All’alba di ieri la guardia di finanza di Napoli ha eseguito sequestri per oltre un milione di euro nei confronti di decine di soggetti, condannati tutti per il reato di associazione di tipo mafioso, che risultano avere percepito il reddito di cittadinanza pur non avendone diritto. Il giorno precedente i carabinieri del comando provinciale di Lecce, invece, hanno individuato un uomo il quale, nonostante fosse titolare di tre imprese attive e operanti, beneficiava del sussidio, che ammontava a 900 euro al mese. Martedì i carabinieri di Palermo hanno accertato che cinque boss, tra cui un capomafia locale, intascavano l’obolo grillino. Un altro furbetto è stato stanato qualche giorno prima a Brescia: un consulente fiscale che se ne andava in giro a bordo di una Ferrari 458 Cabrio eppure riceveva il reddito di cittadinanza dal maggio del 2019.
Della misura pensata e voluta dai pentastellati allo scopo di abbattere la povertà nonché creare (miracolosamente) lavoro godono oggi oltre 1,3 milioni di cittadini, tra cui – come ci racconta la cronaca ogni dì – ereditieri, criminali, imprenditori, proprietari di beni mobili e immobili, cosa che produce danni milionari alle casse dello Stato, eppure – non si capisce perché – chi ne avrebbe davvero bisogno sovente non ottiene un quattrino per campare dignitosamente, o almeno per sopravvivere alla meno peggio. Insomma, il reddito va a cani e porci, però non, ad esempio, ai senzatetto che in queste settimane muoiono congelati sul marciapiede. Da novembre scorso ad oggi soltanto nella capitale, governata da quei cinquestelle che si vantano di avere eliminato l’indigenza, sono deceduti nella indifferenza generale undici homeless, a Milano solo a gennaio tre, a Firenze due. Altri si sono spenti a Napoli, a Salerno, a Genova. Mercoledì sera, a Montebelluna, in provincia di Treviso, al primo piano di una palazzina abbandonata è trapassato per asfissia un sessantunenne di nome Omar Halmi che si era rifugiato in quel luogo per scampare al gelo, accendendo probabilmente un piccolo fuoco che gli è stato fatale.
Al fine di ottenere il sussidio è necessario essere residenti in Italia da almeno 10 anni, di cui gli ultimi due in maniera continuativa, e questa condizione ha precluso ai clochard di usufruire della misura. Però, lo scorso 19 febbraio, con una nota il Ministero del Lavoro ha specificato le modalità attraverso le quali ai senza fissa dimora è concesso di richiedere il reddito di cittadinanza: essi, anche se cancellati dall’anagrafe per irreperibilità, possono accedere al sostegno. Tuttavia non sembra essere affatto facile per i barboni incassare l’assegno.
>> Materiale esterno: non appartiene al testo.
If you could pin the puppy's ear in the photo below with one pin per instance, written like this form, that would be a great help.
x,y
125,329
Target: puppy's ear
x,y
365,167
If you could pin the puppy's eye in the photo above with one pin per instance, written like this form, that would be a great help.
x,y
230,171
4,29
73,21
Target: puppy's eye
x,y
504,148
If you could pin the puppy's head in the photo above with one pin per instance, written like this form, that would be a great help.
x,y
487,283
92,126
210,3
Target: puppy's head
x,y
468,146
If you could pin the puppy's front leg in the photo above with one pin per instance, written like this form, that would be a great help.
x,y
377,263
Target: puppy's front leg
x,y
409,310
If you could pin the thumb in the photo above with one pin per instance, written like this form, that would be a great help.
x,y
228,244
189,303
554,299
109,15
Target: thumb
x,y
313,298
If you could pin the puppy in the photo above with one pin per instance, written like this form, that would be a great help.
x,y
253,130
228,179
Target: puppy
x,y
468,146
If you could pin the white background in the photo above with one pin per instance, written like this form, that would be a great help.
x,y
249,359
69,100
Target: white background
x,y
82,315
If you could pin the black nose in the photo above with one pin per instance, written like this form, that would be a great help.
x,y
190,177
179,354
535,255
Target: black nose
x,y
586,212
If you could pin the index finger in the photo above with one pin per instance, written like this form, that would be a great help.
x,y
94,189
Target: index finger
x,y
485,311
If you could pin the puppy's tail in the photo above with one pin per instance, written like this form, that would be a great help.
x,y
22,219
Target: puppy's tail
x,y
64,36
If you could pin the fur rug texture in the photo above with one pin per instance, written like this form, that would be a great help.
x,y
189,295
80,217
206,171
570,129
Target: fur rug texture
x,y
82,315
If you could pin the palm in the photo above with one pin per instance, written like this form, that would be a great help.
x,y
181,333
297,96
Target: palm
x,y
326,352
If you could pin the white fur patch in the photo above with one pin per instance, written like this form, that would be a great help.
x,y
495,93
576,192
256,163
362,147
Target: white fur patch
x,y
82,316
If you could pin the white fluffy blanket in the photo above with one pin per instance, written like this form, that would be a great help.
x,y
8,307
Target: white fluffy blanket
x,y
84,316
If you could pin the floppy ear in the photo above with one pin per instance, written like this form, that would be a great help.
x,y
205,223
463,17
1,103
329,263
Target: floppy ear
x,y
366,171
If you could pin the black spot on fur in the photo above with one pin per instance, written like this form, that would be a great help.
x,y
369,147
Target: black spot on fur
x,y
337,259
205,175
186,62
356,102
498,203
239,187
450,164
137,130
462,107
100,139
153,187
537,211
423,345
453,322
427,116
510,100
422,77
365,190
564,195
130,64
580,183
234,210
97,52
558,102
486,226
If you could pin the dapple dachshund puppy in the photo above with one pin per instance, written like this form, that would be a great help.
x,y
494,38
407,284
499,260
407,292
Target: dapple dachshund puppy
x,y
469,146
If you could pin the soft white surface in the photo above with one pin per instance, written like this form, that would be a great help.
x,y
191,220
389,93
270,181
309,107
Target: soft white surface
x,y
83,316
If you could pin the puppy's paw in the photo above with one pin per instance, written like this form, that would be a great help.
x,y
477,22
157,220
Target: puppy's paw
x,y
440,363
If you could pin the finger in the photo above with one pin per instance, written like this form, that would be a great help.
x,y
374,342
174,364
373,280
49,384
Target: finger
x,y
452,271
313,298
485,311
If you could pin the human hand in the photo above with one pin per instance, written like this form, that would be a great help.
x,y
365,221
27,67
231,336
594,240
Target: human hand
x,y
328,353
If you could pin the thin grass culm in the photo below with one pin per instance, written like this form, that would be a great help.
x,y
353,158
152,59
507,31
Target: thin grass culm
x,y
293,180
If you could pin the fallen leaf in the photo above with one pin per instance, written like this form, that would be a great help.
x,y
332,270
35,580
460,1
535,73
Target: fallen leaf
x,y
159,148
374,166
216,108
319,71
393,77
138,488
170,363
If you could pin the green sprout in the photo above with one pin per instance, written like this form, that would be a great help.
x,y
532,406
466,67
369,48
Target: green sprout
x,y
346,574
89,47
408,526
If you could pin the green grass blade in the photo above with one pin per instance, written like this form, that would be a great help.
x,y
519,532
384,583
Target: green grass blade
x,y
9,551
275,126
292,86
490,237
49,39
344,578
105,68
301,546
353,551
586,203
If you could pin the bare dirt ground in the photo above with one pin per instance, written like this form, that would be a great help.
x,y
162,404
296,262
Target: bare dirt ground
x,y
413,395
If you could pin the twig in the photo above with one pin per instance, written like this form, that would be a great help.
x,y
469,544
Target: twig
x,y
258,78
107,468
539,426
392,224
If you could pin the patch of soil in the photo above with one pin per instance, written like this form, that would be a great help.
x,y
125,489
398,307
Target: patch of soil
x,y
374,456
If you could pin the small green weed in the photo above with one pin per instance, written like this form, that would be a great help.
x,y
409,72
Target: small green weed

La burocrazia, è noto, rappresenta un ginepraio e sovente accade che si resti impigliati nelle sue maglie. Ed ecco che si giunge a situazioni paradossali: da un lato abbiamo migliaia di persone che non abbisognano di alcun supporto statale per vivere, peraltro beatamente, tra agi e mollezze; dall’altro abbiamo migliaia di disperati, uomini e donne di ogni età, che non hanno nemmeno un tozzo di pane per placare i morsi della fame né una tettoia sotto la quale ripararsi e che ogni notte rischiano di perire tra atroci sofferenze.
La domanda a questo punto sorge spontanea: ma il M5s non aveva proclamato di avere estinto la miseria?
Il reddito di cittadinanza non soltanto non ha annullato la disperazione in cui versa parte della società, ma non ha neppure favorito l’inserimento lavorativo di coloro che lo mettono in tasca. Al 30 settembre del 2020 su 1.369.779 percettori abili al lavoro hanno racimolato una occupazione solamente 352.068 beneficiari (25,7%), di questi la stragrande maggioranza, ossia l’84,6%, ha concluso contratti a scadenza, ovvero della durata di pochi mesi.
A fine aprile all’esercito sempre più nutrito di disoccupati si aggiungeranno i quasi 3 mila navigator i quali avevano il compito – inevitabilmente fallito – di aiutare gli assistiti a trovare un impiego. Peggio di così non potrebbe andare.